Saison d'enfer dans un bateau ivre
Un vent aigre souffle sur le 10ème arrondissement de Paris ces temps ci. La nouvelle mouture des Babyshambles "Sequel To Prequel" fleure en effet bon le mélange des styles et des saveurs.
L'angelot de la déglingue, devenu véritable ambassadeur du punk britannique à Paris, nous livre un nouvel album tout en couleurs qui évolue en des sonorités reggae, country et parfois dignes d'un folk-pop de bon aloi.
D'aucun accuserons le manque de personnalité d'un tel patchwork stylistique au rendu incontestablement erratique. Mais notre figure rimbaldienne, incarnation de la pop insulaire, semble délaisser son tropisme désinvolte l'espace de quelques mesures.
Les quatre anglais usent en effet d'un autre charme: humeurs amoureuses, refrains charmeurs, hymnes à la disgrâce et rêves de romance hirsute. Rien dans la structure du morceau ni dans leur fond n'est à redire. On se délecte seulement de l'incorporation du substrat culturel d'outre-manche et d'outre-atlantique: Jam, les Smiths, les Kinks, les Sex Pistols, les Velvet et même Joy Division.
Comme partout, c'est l'étrangeté qui fait la beauté de cet album. Pete Doherty manifeste son romantisme vagabond d'une voix à mi-chemin entre l'aigrelet et le tendre, symbôle d'un équilibre précaire qui souvent se rompt dans une complaisance anarchique.

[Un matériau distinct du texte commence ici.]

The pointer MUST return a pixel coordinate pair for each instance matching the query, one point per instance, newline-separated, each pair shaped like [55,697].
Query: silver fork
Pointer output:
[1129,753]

Des riffs puissants et mélodieux sont ponctués d'arpèges légères. Le tout est parfaitement rythmé tandis que choeurs, claviers et cordes s'égrainent harmonieusement au gré des minutes.
Avec un premier morceau en trompe l'oeil, "Sequel To Prequel" n'est pas un album passéiste mais un excellent canevas d'influences modernisées, tout aussi parlant à un marginal en état d'ébriété qu'à une ménagère et à ses ados rétifs.